Diplomats and specialists interviewed by the report say that no route to make the illegal crossing between Mexico and the United States is safe and that from time to time they observe a variation in the arrival route of those without. -papers. They explain that scenario changes work in a sort of herd effect, almost always determined by coyotes, like the phenomenon that’s happening now.

“They keep reinventing, renegotiating spaces, and this is being built socially, because one speaks to the other”, explains César Rossatto, professor at the University of Texas and honorary consul of Brazil.

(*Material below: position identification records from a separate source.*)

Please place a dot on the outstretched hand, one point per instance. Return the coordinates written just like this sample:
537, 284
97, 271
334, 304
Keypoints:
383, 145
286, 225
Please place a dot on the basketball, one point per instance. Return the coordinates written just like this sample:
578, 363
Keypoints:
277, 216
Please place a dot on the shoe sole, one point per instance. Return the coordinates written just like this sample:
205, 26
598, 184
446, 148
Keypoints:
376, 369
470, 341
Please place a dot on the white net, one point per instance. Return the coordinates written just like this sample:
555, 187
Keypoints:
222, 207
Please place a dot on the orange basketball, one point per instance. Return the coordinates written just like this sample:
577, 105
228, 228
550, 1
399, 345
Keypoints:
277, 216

“The coyotes have detected that lately it has become more difficult to enter through Juárez and El Paso, due to the strict inspections and the high wall, and then they have started to divert immigrants to other points, mainly via Mexicali, on the Mexican side, with departure also towards Yuma, on the US side. “

Less than 100 miles from Mexicali, Yuma, Arizona has become attractive because it has a lower perimeter wall and large desert areas, with less application. But fewer patrols doesn’t mean easy entry – seeing the more than 13,000 Brazilians detained there – and it makes room for other dangers that go beyond river crossings and the high temperatures in the region.

“Brazilians don’t know the tricks of the border,” Rossatto said. “I had meetings with the US immigration and security authorities and they told me that in Yuma the border is controlled by cartels. drugs in Mexico. get shot. “

Invited by the US government to inspect El Paso detention centers, Rossatto explains that the city is still a point of concentration for Brazilians, including those apprehended in other states. Arizona and California, for example, still do not have the structure to handle the volume of people arriving in recent months.

Two weeks ago, two locations in El Paso were home to at least 248 Brazilians – all of them from families entering the United States under the so-called cai-cai, a program in which people travel to the United States. immigration and asylum seekers, the same one used by Lucas.

The exponential increase in immigrants detained at the US border, however, is far from unique in Brazil. After a drastic rate cut due to the pandemic and aggressive policies of the Donald Trump administration, the number of people trying to reach the United States has skyrocketed since Joe Biden took office in January.

Although he reiterated that the borders are not open and that he has adopted policies similar to those of Trump, such as sending a flight with deportees to Brazil, last month the Democrat promised more of humanitarian treatment to immigrants, which for many gave the feeling that it would be easier to enter the country.

The migration crisis is the most serious in the Biden administration to date, with the largest influx of immigrants to the United States in two decades. Nearly 900,000 people were arrested at the border from October last year to May – mainly from Mexico, Guatemala, Honduras and El Salvador.

But what has caught the attention of US officials are precisely the high rates of people traveling from more distant countries, such as Brazil and Ecuador, which has 32,000 citizens detained since October.

Before the peak of 2019, the number of Brazilians attempting to enter the United States undocumented did not exceed 3,500 across the border.

A good thermometer to measure the amplitude of this movement in recent months is Lucas’s hometown. Small Sobrália, in the region of Governador Valadares (MG), is the municipality with the most emigrants per capita in Brazil and, according to the inhabitants, there are hardly any young people there. “I have five brothers, and the only one who stayed wants to come here already [EUA]Lucas said. “The city is emptying.